Research articles

By Dr. Juergen Roemisch , Mrs. Cornelia Zapfl , Dr. Alfred Zoechling , Dr. Katharina Pock
Corresponding Author Dr. Juergen Roemisch
Octapharma PPGmbH, Research & Development, Oberlaaer Strasse 235 - Austria 1100
Submitting Author Dr. Juergen R Roemisch
Other Authors Mrs. Cornelia Zapfl
Octapharma PPGmbH, Research & Development, Oberlaaer Strasse 235 - Austria 1100

Dr. Alfred Zoechling
Octapharma PPGmbH, Research & Development, Oberlaaer Strasse 235 - Austria 1100

Dr. Katharina Pock
Octapharma PPGmbH, Research & Development, Oberlaaer Strasse 235 - Austria 1100


Immunoglobulin Solutions, Procoagulant Activity, FXIa, TGA, NAPTT, NATEM

Roemisch J, Zapfl C, Zoechling A, Pock K. Comparison of Thrombin Generation Assay (TGA) and Non-Activated Partial Thromboplastin Time (NAPTT) for the Assessment of Enhanced Procoagulant Activity in Immunoglobulin Solutions. WebmedCentral IMMUNOTHERAPY 2012;3(4):WMC003247
doi: 10.9754/journal.wmc.2012.003247

This is an open-access article distributed under the terms of the Creative Commons Attribution License(CC-BY), which permits unrestricted use, distribution, and reproduction in any medium, provided the original author and source are credited.
Submitted on: 20 Apr 2012 08:15:07 AM GMT
Published on: 20 Apr 2012 05:41:54 PM GMT


The recent revision of the European Pharmacopoeia stipulates that all intravenous immunoglobulin solutions must be investigated with respect to procoagulant activity. Accordingly, the manufacturing processes must be validated regarding the removal of such compounds, to ensure a minimized thromboembolic risk for patients. Furthermore, based on recent studies, which identified the presence of occasionally elevated concentrations of activated factor XI (FXIa) in an immunoglobulin solution as root cause for thromboembolic events in patients, a thrombin generation assay (TGA) was validated and is routinely performed for Octagam® batch release.

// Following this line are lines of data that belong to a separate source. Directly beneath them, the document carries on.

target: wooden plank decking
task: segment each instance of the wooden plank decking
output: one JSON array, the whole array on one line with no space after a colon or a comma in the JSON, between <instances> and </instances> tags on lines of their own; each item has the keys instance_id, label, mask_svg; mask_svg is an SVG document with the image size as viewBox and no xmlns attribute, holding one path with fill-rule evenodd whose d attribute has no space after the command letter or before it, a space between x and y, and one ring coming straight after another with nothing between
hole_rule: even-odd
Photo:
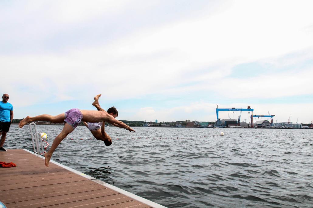
<instances>
[{"instance_id":1,"label":"wooden plank decking","mask_svg":"<svg viewBox=\"0 0 313 208\"><path fill-rule=\"evenodd\" d=\"M10 207L148 208L165 207L26 150L0 152L0 201ZM48 172L49 171L49 172Z\"/></svg>"}]
</instances>

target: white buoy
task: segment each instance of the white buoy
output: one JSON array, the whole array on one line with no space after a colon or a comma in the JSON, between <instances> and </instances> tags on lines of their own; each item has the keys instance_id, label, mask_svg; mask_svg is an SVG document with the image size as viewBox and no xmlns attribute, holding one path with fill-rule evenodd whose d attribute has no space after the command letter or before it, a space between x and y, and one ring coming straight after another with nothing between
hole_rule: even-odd
<instances>
[{"instance_id":1,"label":"white buoy","mask_svg":"<svg viewBox=\"0 0 313 208\"><path fill-rule=\"evenodd\" d=\"M40 136L43 140L46 140L48 138L48 135L44 132L40 133Z\"/></svg>"}]
</instances>

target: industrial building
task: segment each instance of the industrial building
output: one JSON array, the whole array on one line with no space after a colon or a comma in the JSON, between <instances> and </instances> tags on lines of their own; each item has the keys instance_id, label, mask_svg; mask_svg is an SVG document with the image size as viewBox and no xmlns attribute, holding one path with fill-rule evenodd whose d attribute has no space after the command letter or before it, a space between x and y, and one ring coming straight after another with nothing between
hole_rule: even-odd
<instances>
[{"instance_id":1,"label":"industrial building","mask_svg":"<svg viewBox=\"0 0 313 208\"><path fill-rule=\"evenodd\" d=\"M255 125L254 125L254 124L255 124ZM255 123L254 123L253 125L257 128L270 128L271 123L267 120L264 120L256 121Z\"/></svg>"},{"instance_id":2,"label":"industrial building","mask_svg":"<svg viewBox=\"0 0 313 208\"><path fill-rule=\"evenodd\" d=\"M281 122L274 123L274 126L278 128L292 128L292 122Z\"/></svg>"},{"instance_id":3,"label":"industrial building","mask_svg":"<svg viewBox=\"0 0 313 208\"><path fill-rule=\"evenodd\" d=\"M222 123L224 124L224 126L228 127L229 124L238 124L238 121L237 119L222 119L221 120Z\"/></svg>"},{"instance_id":4,"label":"industrial building","mask_svg":"<svg viewBox=\"0 0 313 208\"><path fill-rule=\"evenodd\" d=\"M295 129L301 129L302 128L302 124L293 124L292 128Z\"/></svg>"}]
</instances>

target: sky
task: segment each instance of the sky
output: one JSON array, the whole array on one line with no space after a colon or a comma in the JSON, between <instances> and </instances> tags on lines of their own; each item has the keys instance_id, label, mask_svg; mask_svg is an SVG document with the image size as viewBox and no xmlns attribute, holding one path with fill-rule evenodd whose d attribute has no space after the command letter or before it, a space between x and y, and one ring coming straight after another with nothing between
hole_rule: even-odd
<instances>
[{"instance_id":1,"label":"sky","mask_svg":"<svg viewBox=\"0 0 313 208\"><path fill-rule=\"evenodd\" d=\"M95 109L101 94L120 120L213 121L218 104L310 123L312 8L300 0L2 1L0 93L16 119ZM239 114L228 114L219 117Z\"/></svg>"}]
</instances>

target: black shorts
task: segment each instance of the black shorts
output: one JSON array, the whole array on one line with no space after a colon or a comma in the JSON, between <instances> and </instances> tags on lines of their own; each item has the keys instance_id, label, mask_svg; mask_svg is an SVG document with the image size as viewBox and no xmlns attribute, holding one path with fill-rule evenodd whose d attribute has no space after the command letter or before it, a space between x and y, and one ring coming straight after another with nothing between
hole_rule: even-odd
<instances>
[{"instance_id":1,"label":"black shorts","mask_svg":"<svg viewBox=\"0 0 313 208\"><path fill-rule=\"evenodd\" d=\"M0 132L3 131L5 132L9 132L10 126L11 125L11 122L3 122L0 121Z\"/></svg>"}]
</instances>

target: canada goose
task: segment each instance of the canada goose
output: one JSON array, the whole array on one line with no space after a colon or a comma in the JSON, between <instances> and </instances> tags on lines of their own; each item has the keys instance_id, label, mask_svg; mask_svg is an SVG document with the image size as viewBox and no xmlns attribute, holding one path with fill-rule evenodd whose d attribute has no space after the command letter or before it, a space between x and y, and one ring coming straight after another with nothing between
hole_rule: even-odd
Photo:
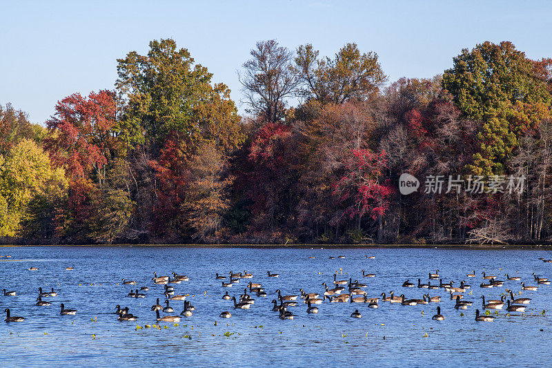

Non-activated partial thromboplastin time (NAPTT) is discussed as an alternative to TGA, because it is a suitable and wide-spread method to assess an enhanced procoagulant potential of coagulation factor concentrates. However, in order to meet the sensitivity provided by the validated TGA and its defined cut-off limits for Octagam® batch release, the corresponding limits of NAPTT would require a new definition to ensure a comparable safety margin.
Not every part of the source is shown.